Persistent changes in extracellular lactate dynamics following synaptic potentiation

• Published in: Neurobiology of learning and memory Vol. 175; p. 107314
• Main Authors: Bingul, D., Kalra, K., Murata, E.M., Belser, A., Dash, M.B.
• Format: Journal Article
• Language: English
• Published: United States Elsevier Inc 01.11.2020
• Subjects: Animals; Dentate Gyrus - metabolism; Electric Stimulation; Extracellular Space - metabolism; Glycolysis; Hippocampus; Lactate; Lactic Acid - metabolism; Long-term potentiation; Long-Term Potentiation - physiology; Neuronal Plasticity; Perforant Pathway; Rats; Synaptic plasticity; Glycolysis; Lactate; Long-term potentiation; Hippocampus; Synaptic plasticity
• ISSN: 1074-7427; 1095-9564; 1095-9564
• DOI: 10.1016/j.nlm.2020.107314

•Characterized how long term potentiation affects extracellular lactate dynamics.•Potentiation causes enhanced acute lactate response to neuronal activity.•Potentiation causes chronic increases in lactate availability.•Acute and chronic changes in lactate manifest ~24 h after synaptic potentiation. A diverse array of neurometabolic coupling mechanisms exist within the brain to ensure that sufficient metabolite availability is present to meet both acute and chronic energetic demands. Excitatory synaptic activity, which produces the majority of the brain’s energetic demands, triggers a rapid metabolic response including a characteristic shift towards aerobic glycolysis. Herein, astrocytically derived lactate appears to serve as an important metabolite to meet the extensive metabolic needs of activated neurons. Despite a wealth of literature characterizing lactate’s role in mediating these acute metabolic needs, the extent to which lactate supports chronic energetic demands of neurons remains unclear. We hypothesized that synaptic potentiation, a ubiquitous brain phenomenon that can produce chronic alterations in synaptic activity, could necessitate persistent alterations in brain energetics. In freely-behaving rats, we induced long-term potentiation (LTP) of synapses within the dentate gyrus through high-frequency electrical stimulation (HFS) of the medial perforant pathway. Before, during, and after LTP induction, we continuously recorded extracellular lactate concentrations within the dentate gyrus to assess how changes in synaptic strength alter local glycolytic activity. Synaptic potentiation 1) altered the acute response of extracellular lactate to transient neuronal activation as evident by a larger initial dip and subsequent overshoot and 2) chronically increased local lactate availability.
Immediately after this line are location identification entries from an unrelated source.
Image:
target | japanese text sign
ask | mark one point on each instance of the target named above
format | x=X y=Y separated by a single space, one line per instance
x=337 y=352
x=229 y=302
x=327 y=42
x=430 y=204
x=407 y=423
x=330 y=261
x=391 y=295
Although synapses were potentiated immediately following HFS, observed changes in lactate dynamics were only evident beginning ~24 h later. Once observed, however, both synaptic potentiation and altered lactate dynamics persisted for the duration of the experiment (~72 h). Persistent alterations in synaptic strength, therefore, appear to be associated with metabolic plasticity in the form of persistent augmentation of glycolytic activity.